Dei due piani temporali mi è rimasto particolarmente impresso quello del 1952 perché Neve e Andreas, con la loro storia così travagliata e quasi proibita mi hanno conquistata. Leggevo aspettando di scoprire qualcosa in più della vita di entrambi, di veder crescere la loro complicità, di capire cosa fosse successo e perché nel futuro nessuno conosce il nome di Andreas e la sua musica.

Edith e Manuel, protagonisti del 2004, hanno un rapporto complicato, per l’ossessione di lei per Andreas e per tutti i problemi che ha Manuel nella sua vita e che sa risolvere solo affogandoli nell’alcool. Mi è piaciuto come i due abbiano legato subito e si siano piano piano aiutati a vicenda a superare ogni difficoltà. Hanno entrambi caratteri difficili e mi è piaciuto come l’autrice sia riuscita a renderli estremamente realistici, con i loro pregi e i difetti.
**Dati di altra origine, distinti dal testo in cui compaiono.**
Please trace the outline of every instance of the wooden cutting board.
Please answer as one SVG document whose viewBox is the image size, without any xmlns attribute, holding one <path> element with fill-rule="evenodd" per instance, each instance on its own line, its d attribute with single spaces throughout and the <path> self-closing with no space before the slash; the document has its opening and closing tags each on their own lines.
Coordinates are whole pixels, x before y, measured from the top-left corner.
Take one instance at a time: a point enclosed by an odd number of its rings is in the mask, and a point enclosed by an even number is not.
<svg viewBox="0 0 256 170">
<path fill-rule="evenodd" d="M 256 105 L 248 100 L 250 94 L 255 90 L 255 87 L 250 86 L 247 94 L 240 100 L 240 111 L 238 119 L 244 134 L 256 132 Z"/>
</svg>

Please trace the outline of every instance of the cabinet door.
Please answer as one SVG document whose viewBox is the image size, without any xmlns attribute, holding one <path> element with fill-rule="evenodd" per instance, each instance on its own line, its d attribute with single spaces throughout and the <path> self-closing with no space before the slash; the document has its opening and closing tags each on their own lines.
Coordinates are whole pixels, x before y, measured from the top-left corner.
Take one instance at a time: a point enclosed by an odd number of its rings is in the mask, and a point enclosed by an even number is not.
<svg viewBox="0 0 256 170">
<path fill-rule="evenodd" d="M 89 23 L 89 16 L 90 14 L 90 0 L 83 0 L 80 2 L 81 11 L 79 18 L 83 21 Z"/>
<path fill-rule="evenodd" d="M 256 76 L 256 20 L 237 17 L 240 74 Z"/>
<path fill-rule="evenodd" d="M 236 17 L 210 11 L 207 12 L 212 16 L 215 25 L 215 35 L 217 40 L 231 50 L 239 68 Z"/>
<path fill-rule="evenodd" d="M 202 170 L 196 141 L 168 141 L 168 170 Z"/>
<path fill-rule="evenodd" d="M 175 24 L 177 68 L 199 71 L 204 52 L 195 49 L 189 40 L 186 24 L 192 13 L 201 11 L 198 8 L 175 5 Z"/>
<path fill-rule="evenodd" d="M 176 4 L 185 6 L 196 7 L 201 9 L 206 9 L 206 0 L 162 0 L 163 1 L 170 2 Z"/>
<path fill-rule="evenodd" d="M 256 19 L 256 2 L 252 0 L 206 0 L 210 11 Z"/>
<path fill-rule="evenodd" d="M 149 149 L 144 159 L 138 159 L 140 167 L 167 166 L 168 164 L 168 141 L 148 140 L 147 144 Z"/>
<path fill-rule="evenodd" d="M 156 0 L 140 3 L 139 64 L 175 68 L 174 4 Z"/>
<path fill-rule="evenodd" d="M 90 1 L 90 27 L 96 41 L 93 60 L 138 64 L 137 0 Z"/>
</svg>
“Isola di neve” è un mattoncino di 500 pagine che però si leggono tutte d’un fiato, perché non sono assolutamente pesanti. Valentina ha creato un intreccio che non risulta mai noioso, mai lento. Ha un ritmo costante, che accompagna il lettore con piccole scoperte, descrizioni di vita quotidiana assolutamente necessarie per capire la mentalità dei protagonisti, teorie assurde. C’è amore, c’è amicizia, ci sono litigi, sacrifici, voglia di conoscere cose e posti nuovi. Non posso davvero fare altro che consigliarvelo caldamente, anche se vi sembra lungo. Dategli una possibilità, perché ne vale assolutamente la pena.
Ora che ho letto il mio primo libro firmato da Valentina, chi mi consiglia con quale altro suo libro procedere?